How to debug CUDNN_STATUS_EXECUTION_FAILED?
I'm running my code with:
env CUDNN_LOGERR_DBG=1 CUDNN_LOGDEST_DBG=stderr torchrun --standalone --nproc_per_node=8 -m extra_scripts.model_playground_train
and getting errors like:
[rank5]: RuntimeError: /home/ved/TransformerEngine/transformer_engine/common/fused_attn/fused_attn_f16_arbitrary_seqlen.cu:358 in function fused_attn_arbitrary_seqlen_fwd_impl: cuDNN Error: execute(handle, plan->get_raw_desc(), variant_pack_descriptor.get_ptr()) failed with code: CUDNN_STATUS_EXECUTION_FAILED, and message: form_kernel_args(rtc, kernelParamFlatBuf.data(), var, arg_ptrs, stream). For more information, enable cuDNN error logging by setting CUDNN_LOGERR_DBG=1 and CUDNN_LOGDEST_DBG=stderr in the environment.
I'm using a pretty standard DotProductAttention:
self.te_attn = te.DotProductAttention(
num_attention_heads=24,
kv_channels=self.128,
qkv_format="thd", # tokens, head, dim
attn_mask_type="padding",
)
and I'm also calling it in a pretty standard way (all the assertions pass):
assert qkv.shape == (total, 3, self.num_heads, self.head_dim)
q, k, v = torch.unbind(qkv, dim=1)
assert q.shape == k.shape == v.shape
assert q.shape == (total, self.num_heads, self.head_dim)
assert cu_seqlens.shape[0] == B + 1
xy: torch.Tensor = self.te_attn(
q, k, v,
cu_seqlens_q=cu_seqlens,
cu_seqlens_kv=cu_seqlens,
max_seqlen_q=max_seqlen_in_batch,
max_seqlen_kv=max_seqlen_in_batch,
)
I'm kind of stuck on how to debug this. Seems like something is wrong with reading the inputs? Not sure. How should I proceed in debugging this?
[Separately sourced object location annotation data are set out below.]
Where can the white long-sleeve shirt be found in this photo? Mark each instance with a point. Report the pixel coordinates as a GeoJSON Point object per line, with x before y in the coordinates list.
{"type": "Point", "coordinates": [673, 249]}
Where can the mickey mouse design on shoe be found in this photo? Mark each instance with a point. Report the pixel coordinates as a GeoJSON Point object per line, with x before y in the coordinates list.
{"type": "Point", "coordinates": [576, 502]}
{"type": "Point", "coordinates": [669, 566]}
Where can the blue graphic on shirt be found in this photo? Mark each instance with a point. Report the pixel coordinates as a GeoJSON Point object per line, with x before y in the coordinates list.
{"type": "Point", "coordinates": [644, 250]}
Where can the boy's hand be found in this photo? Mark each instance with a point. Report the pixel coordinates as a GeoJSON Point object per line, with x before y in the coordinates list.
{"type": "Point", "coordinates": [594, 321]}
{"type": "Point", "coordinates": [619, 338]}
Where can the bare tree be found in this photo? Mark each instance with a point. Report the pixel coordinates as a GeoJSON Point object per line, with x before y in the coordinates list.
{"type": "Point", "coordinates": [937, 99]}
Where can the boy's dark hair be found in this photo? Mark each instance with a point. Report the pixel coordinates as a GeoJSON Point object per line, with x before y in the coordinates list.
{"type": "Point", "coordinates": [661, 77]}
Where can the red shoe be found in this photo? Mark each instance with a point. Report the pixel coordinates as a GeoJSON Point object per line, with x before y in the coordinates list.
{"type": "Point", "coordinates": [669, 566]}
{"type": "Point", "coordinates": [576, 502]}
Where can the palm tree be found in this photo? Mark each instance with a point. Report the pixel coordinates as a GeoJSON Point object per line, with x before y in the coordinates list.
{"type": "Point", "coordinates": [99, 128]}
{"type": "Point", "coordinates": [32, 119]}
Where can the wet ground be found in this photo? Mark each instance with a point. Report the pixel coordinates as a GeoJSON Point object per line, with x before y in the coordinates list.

Is there some chance that I need to use a specific stride? I know my shapes are correct, but it's definitely possible my stride is wrong.
@vedantroy Could you post more information about your environment - most importantly TE, CUDA and cuDNN versions. Also, could you try the failing case with CUDNN_LOGLEVEL_DBG=3 rather than CUDNN_LOGERR_DBG=1 and post a snippet of the log before the error? It should list the cuDNN call it is trying to execute, including the shapes and strides.
CUDA version:
my-compute-node:~/training/replay$ /usr/local/cuda/bin/nvcc --version
nvcc: NVIDIA (R) Cuda compiler driver
Copyright (c) 2005-2023 NVIDIA Corporation
Built on Tue_Aug_15_22:02:13_PDT_2023
Cuda compilation tools, release 12.2, V12.2.140
Build cuda_12.2.r12.2/compiler.33191640_0
CuDNN + transformer engine versions:
transformer_engine 1.8.0+3ec998e
nvidia-cudnn-cu12 9.1.0.70
More logs using the command env CUDNN_LOGERR_DBG=3 CUDNN_LOGDEST_DBG=stderr torchrun --standalone --nproc_per_node=8 -m extra_scripts.model_playground_train 2>log.txt
E! CuDNN (v90100 70) function cudnnBackendExecute() called:
e! Error: CUDNN_STATUS_EXECUTION_FAILED; Reason: form_kernel_args(rtc, kernelParamFlatBuf.data(), var, arg_ptrs, stream)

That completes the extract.